U.S. Dominance in Asia-Pacific Over – Congressional Report

Annual assessment warns China’s rapid military rise has erased America’s strategic edge
Chinese military parade, 2015.
Chinese military parade, 2015.William Ide
Updated on
2 min read

An annual report released Tuesday by the U.S.-China Economic and Security Review Commission (USCC), a bipartisan congressional body, delivered one of Washington’s starkest evaluations to date of America’s eroding position in the Indo-Pacific as China accelerates its military expansion.

The report highlights massive state investment in China’s defense-industrial base, which has allowed Beijing to grow its armed forces at a pace “far more accelerated than previously anticipated.” The commission now estimates that China possesses roughly 600 nuclear warheads—more than double the 300 believed to be in its arsenal just five years ago.

In a notable shift in tone, the USCC abandoned its long-standing characterization of China as a “rising peer competitor,” instead describing Beijing as a near-peer power capable of inflicting severe damage on U.S. forces in the region.
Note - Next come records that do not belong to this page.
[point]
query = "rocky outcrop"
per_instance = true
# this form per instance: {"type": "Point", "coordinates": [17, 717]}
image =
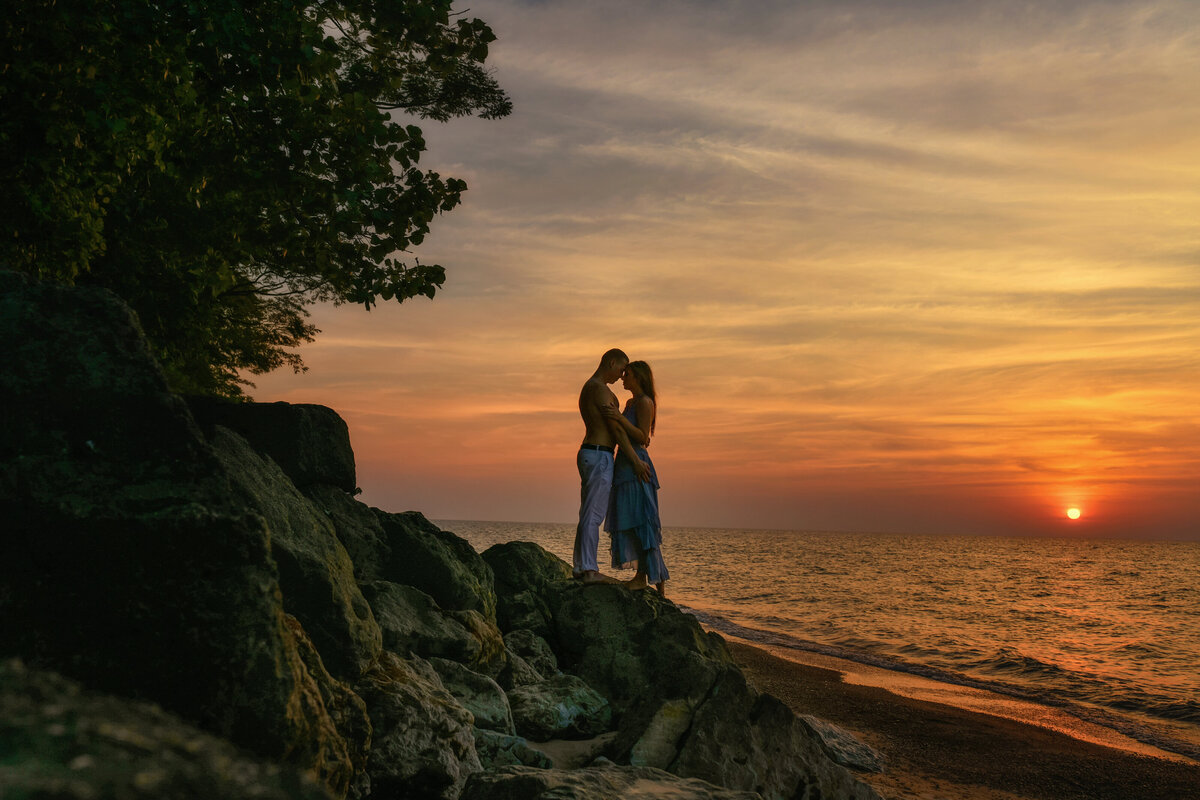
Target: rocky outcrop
{"type": "Point", "coordinates": [563, 707]}
{"type": "Point", "coordinates": [441, 564]}
{"type": "Point", "coordinates": [125, 564]}
{"type": "Point", "coordinates": [211, 559]}
{"type": "Point", "coordinates": [310, 443]}
{"type": "Point", "coordinates": [58, 740]}
{"type": "Point", "coordinates": [316, 573]}
{"type": "Point", "coordinates": [594, 783]}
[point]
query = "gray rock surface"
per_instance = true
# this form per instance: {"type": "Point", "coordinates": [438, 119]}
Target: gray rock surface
{"type": "Point", "coordinates": [358, 528]}
{"type": "Point", "coordinates": [845, 747]}
{"type": "Point", "coordinates": [607, 782]}
{"type": "Point", "coordinates": [525, 581]}
{"type": "Point", "coordinates": [125, 563]}
{"type": "Point", "coordinates": [533, 650]}
{"type": "Point", "coordinates": [310, 443]}
{"type": "Point", "coordinates": [423, 744]}
{"type": "Point", "coordinates": [58, 740]}
{"type": "Point", "coordinates": [478, 693]}
{"type": "Point", "coordinates": [438, 563]}
{"type": "Point", "coordinates": [412, 621]}
{"type": "Point", "coordinates": [502, 750]}
{"type": "Point", "coordinates": [562, 707]}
The report also cites unnamed officials from key U.S. allies—including Australia, South Korea, Japan, and the Philippines—who told the commission their governments no longer believe the United States could win a rapid war with China should Beijing launch an attack on Taiwan. Instead, these officials now assess that China would likely win outright or, at minimum, impose catastrophic costs on Washington.

The USCC’s own analysis does not contradict that view. By 2027, the report states, China is expected to field sufficient conventional and nuclear capabilities to conduct a cross-strait assault and either win quickly or drag the U.S. into a long, grinding conflict that Washington “cannot win or sustain” given projected losses.
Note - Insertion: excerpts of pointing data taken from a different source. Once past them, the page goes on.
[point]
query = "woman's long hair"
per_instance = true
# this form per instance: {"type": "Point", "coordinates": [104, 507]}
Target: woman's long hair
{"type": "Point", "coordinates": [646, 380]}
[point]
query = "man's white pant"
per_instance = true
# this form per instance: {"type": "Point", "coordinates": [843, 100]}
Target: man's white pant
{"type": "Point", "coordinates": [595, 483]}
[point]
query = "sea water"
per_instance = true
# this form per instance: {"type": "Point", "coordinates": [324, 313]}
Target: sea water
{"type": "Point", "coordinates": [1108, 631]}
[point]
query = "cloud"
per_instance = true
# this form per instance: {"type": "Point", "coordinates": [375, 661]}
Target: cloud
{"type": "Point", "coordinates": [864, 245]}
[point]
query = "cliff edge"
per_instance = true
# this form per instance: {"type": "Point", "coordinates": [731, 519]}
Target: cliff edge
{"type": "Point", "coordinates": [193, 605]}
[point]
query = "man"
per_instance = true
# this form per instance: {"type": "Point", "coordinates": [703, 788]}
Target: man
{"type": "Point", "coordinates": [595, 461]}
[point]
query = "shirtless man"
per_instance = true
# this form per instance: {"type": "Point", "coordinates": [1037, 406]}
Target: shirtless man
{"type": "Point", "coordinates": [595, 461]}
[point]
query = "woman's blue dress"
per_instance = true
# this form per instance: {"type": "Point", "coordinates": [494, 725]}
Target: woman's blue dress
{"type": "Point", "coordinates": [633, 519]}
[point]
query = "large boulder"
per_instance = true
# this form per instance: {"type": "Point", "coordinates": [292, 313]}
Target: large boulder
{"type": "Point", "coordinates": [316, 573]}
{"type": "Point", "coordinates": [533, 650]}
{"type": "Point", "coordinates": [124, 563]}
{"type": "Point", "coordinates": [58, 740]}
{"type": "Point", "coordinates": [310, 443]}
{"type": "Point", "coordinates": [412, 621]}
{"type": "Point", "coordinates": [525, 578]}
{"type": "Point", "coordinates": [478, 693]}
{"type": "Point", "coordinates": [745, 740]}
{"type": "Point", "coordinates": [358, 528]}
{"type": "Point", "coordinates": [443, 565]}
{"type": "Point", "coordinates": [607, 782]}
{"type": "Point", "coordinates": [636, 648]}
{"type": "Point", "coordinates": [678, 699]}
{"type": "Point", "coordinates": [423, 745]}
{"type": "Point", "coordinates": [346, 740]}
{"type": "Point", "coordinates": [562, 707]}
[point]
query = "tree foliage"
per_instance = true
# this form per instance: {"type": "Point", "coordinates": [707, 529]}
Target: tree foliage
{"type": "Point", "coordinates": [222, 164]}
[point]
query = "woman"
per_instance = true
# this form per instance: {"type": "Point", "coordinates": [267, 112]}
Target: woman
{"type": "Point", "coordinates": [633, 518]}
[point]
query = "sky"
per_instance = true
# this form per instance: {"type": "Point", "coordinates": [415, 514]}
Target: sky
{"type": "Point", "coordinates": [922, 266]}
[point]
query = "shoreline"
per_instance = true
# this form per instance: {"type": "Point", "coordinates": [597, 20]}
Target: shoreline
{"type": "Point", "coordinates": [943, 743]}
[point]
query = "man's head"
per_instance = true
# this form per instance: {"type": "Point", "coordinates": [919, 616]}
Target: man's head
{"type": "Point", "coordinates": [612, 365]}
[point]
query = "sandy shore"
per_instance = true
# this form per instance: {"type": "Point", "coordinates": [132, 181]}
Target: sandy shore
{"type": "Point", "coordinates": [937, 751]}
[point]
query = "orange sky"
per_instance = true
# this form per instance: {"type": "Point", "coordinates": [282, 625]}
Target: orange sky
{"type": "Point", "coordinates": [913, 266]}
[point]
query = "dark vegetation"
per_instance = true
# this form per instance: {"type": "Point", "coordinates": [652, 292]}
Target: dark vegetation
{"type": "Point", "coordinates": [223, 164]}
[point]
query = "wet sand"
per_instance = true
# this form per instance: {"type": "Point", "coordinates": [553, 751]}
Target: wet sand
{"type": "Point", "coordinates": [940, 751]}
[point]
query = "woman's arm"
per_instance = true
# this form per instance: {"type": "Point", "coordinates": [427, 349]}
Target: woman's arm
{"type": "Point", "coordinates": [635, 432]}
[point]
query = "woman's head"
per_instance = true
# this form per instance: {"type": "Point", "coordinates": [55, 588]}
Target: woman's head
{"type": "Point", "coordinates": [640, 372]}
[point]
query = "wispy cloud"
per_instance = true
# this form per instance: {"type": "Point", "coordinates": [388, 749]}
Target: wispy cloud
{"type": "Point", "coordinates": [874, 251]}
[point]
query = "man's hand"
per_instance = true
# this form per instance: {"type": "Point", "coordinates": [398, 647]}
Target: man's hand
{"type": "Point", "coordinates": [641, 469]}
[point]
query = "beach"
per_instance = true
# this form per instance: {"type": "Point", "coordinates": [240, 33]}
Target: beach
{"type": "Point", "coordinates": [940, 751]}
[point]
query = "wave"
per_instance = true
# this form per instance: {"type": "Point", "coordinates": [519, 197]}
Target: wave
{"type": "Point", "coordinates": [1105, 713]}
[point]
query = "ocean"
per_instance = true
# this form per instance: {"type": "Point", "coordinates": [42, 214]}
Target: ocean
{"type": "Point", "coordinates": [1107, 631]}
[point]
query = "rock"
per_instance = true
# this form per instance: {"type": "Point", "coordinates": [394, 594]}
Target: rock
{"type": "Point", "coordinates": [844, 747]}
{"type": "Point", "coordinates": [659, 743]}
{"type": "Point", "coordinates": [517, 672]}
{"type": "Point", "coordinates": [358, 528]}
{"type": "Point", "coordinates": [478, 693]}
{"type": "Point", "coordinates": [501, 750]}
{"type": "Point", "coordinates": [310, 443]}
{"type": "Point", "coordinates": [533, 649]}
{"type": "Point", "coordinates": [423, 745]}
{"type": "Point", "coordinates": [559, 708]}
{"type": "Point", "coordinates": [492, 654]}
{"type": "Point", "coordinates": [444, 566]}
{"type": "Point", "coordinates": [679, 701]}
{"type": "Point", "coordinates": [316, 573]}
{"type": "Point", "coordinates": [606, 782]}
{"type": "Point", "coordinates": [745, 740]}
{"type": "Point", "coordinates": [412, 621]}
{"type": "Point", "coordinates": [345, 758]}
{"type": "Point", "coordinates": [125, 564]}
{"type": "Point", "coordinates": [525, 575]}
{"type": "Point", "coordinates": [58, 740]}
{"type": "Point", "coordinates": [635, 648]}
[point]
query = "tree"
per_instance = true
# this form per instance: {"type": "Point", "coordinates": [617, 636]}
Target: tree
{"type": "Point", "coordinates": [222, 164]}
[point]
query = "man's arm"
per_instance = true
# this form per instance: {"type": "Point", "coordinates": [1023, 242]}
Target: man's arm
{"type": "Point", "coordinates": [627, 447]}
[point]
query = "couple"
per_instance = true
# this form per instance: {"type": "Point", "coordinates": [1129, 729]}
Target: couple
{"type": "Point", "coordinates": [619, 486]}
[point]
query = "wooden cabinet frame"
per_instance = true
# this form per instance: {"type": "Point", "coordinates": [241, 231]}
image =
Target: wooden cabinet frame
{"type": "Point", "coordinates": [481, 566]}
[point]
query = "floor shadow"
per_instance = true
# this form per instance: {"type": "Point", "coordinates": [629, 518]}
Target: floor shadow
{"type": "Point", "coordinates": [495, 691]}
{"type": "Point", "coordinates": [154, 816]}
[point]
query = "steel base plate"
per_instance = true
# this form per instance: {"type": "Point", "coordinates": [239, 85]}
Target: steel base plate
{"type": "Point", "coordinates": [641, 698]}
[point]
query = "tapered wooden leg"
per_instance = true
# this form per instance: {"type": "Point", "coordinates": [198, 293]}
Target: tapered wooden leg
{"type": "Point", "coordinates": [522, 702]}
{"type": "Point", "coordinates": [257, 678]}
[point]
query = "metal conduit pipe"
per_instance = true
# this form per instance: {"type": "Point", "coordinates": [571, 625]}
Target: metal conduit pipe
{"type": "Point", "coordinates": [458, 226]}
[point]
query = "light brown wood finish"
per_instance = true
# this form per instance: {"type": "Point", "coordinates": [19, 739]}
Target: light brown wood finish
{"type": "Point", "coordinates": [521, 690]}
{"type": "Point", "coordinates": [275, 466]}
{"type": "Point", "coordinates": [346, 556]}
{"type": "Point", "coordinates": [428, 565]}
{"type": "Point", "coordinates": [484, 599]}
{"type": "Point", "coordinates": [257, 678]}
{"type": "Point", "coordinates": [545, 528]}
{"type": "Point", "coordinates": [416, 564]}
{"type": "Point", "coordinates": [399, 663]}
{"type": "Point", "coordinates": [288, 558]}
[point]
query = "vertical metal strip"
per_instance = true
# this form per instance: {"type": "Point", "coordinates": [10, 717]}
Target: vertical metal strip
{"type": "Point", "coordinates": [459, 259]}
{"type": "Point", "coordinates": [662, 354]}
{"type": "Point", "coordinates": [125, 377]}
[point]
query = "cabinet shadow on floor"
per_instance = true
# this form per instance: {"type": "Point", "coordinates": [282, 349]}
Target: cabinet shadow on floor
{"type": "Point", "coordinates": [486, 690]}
Tuesday’s findings follow months of warnings from U.S. think-tanks—many urging the Trump Administration to pursue a more restrained and de-escalatory posture toward Beijing, arguing the U.S. remains unable to mobilize at the scale and speed China now can.

The report further concludes that the U.S. no longer holds escalatory dominance in the Western Pacific, with China able to strike U.S. carrier groups at long ranges. It warns:

“The era of unquestioned U.S. military primacy in Asia is over. Deterrence is still possible, but the margin is razor-thin and shrinking every year. If the United States does not dramatically change course — industrial base, force posture, alliances, economic resilience — it risks losing the military balance in the Western Pacific within this decade.”

China, which commissioned its third aircraft carrier earlier this month, is on track to field nearly 500 naval vessels by 2030, compared to a U.S. fleet of fewer than 300 ships and a far lower annual shipbuilding capacity.